The fish was in his hands. He closed his floodgates as fast as he could. It rammed against the false openings like a fly against a windowpane. His screen flooded with messages that the connections were frozen. But one of his gateways failed to close, and the fish bolted out.

He jumped ahead of it, and closed down the one opening left on the other system. He watched as it flailed about and tried to open new gateways. Two of the ports there were frozen in the same way that he had frozen his. His connection to the other system somehow closed itself off and his screen went blank. The fish was trapped on the other system for a few moments before it could open a port and escape.

But the other system wouldn't let him back in. He tried to raise a new connection before the fish got too far away. He tried to look over into the other machine, to try and see where the fish had gone from there. It was silent. No connections had been opened. The fish had to still be there, but it wasn't moving.

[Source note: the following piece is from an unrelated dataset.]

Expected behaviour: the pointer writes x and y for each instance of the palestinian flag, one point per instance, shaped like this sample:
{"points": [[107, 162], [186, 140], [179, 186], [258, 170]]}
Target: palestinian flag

Suddenly his screen came alive with numbers. The fish had tried to escape onto his machine, but it had just stretched against some sort of net that kept it there. Gateways didn't just close and freeze by themselves. He looked back at the other system. The fish's program was being probed. Things only a human could cause were happening. The fish was being shut down.

He watched, helpless, as it was gutted, as someone else carefully extricated certain protocols from its code. The other fisherman stored the reproduction, hunting and navigating organs in separate sets on disk. The fish could be easily reassembled later.

He tried again frantically to bring up a connection, but the gates were sealed. Once again, with renewed force. Until now, the other fisherman hadn't seemed to notice him. Now, like someone would slap a feasting mosquito, he shut the connection down.

He stared at the screen, the little cursor blinking, ready for the next command. His fingers ached dully and he stretched his arm out in front of him, bending his fingers back. There was little use now. In the time it would take to get anywhere near the other fisherman now, he would be long gone. And if he was any good, he'd have covered his tracks. The ligaments in his arm tingled as he stretched them. The fish was gone.

He looked away from the screen, out the window. The real world flashed and wavered in front of his eyes. He closed his eyes and ran his fingers slowly up and down his forehead. Then he opened his eyes and stared at his keyboard.